Hey guys… I am attempting to finish some pine wainscotting board in a dark walnut finish. The color is coming out a light to medium color. What am I doing wrong? I am using a walnut minwax stain (Polyshade).


----------



## Russel

If you're only using one coat, that could be a problem. That pine really sucks that stuff up. I typically use at least two coats letting it dry with a light sanding between. My grandson's bed came out pretty dark.

http://lumberjocks.com/projects/3890


----------



## TomFran

Polyshade does not penetrate the wood; it only "lays" on it. The only way to make it darker with Polyshades is to add more and more coats.
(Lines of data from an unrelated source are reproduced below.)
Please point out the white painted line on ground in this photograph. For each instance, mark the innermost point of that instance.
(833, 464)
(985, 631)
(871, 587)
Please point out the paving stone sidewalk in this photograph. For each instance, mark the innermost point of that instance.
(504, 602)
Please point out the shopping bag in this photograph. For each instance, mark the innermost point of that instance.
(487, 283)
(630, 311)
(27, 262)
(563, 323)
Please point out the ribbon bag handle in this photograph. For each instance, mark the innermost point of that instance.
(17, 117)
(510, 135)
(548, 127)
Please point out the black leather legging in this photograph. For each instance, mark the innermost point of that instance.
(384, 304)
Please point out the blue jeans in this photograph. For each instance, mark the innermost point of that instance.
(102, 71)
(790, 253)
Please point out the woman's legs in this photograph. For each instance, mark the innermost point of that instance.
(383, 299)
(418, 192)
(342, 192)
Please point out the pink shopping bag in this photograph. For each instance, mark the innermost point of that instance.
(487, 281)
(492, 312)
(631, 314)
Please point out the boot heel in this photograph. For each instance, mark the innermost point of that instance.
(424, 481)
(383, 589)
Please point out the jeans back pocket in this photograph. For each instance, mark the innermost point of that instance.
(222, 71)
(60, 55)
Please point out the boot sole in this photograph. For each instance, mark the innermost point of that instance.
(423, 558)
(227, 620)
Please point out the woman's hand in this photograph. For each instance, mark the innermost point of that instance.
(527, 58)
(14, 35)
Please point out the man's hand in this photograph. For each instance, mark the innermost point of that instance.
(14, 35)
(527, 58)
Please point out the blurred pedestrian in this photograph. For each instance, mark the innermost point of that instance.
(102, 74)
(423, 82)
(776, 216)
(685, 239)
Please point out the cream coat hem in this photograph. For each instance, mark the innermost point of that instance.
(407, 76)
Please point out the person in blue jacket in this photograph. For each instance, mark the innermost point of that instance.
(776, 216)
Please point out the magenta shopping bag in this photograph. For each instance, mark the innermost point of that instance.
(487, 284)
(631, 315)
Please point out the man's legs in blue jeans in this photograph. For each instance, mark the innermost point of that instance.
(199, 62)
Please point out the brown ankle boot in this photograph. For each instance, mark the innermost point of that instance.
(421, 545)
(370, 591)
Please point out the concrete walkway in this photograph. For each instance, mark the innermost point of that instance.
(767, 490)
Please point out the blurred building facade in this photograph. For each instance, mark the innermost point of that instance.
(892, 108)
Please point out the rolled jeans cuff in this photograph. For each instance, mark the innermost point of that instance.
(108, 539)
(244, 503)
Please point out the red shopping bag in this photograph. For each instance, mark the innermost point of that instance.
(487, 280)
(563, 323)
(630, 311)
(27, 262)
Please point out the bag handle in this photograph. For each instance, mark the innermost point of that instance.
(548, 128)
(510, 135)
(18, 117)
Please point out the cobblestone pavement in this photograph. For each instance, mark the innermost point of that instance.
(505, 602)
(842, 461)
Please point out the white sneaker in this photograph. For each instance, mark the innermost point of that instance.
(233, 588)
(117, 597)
If you want to get pine darker, you use stain which penetrates the wood. And, you have to be careful of sanding with sandpaper that is finer than say, 150. Sanding too fine won't allow the stain to penetrate sufficiently to get it dark.

Pine is very tricky. I have had best results getting an even finish by using Minwax Preconditioner. I did this project using the preconditoner and was satisfied with the results. Finishing is a whole other specialty. Many of us have done a decent job building something only to do a poor job of finishing.


----------



## sbryan55

i agree Tom. The only problem with prefinishing and then putting on an oil stain is that pine will have trouble taking up the stain, which is the point of prefinishing. It does tend to be lighter and multiple applications of oil based stains produces little darkening of the wood. By the same token if you omit the preconditioner then the wood will blotch but it will be much darker.
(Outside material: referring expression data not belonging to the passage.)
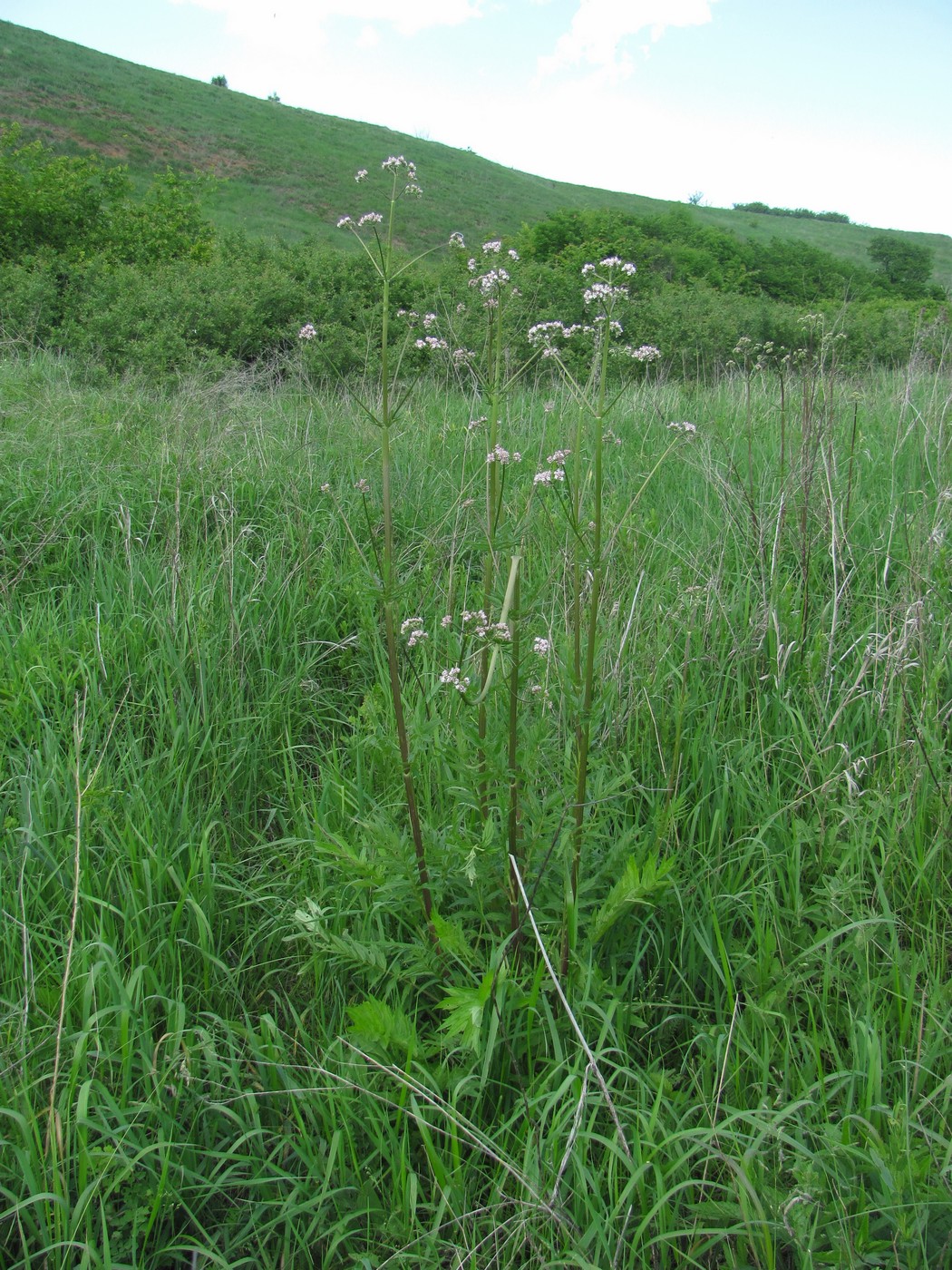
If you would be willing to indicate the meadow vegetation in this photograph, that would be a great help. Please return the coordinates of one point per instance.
(476, 751)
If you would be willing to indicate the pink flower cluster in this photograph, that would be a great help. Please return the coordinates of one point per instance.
(498, 454)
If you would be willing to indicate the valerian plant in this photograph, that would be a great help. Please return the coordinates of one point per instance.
(374, 232)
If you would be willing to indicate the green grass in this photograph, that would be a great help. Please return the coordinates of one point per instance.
(263, 1058)
(289, 171)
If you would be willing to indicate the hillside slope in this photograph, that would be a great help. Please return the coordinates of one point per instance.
(289, 171)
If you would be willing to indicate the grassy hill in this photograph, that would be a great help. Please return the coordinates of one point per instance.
(289, 171)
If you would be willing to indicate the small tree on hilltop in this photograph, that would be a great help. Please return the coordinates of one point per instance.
(905, 266)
One note here is that application of finish will darken the piece as well.

Tom you are right pine is tricky to work with.


----------



## Russel

You're right Tom. I missed the fact that he was using Polyshade. I don't typically use them, so it didn't even enter my mind.


----------



## gizmodyne

Think about doing some stain samples first. Those polyshades are tricky. You could also try to mix in some standard minwax walnut to tint in darker. Anyway you go, don't get impatient. Let each coat dry before you monkey with the next.

Good luck.


----------



## woodworkn4me

Going with stain then poly method. I cannot seem to get the Polyshade to get as dark as I prefer. Thanks for the advise guys.


----------



## rmora76393

What TopE5 says is true … sand/seal & satin using a gel with a mohogany tint, then lightly sand with 220 paper


----------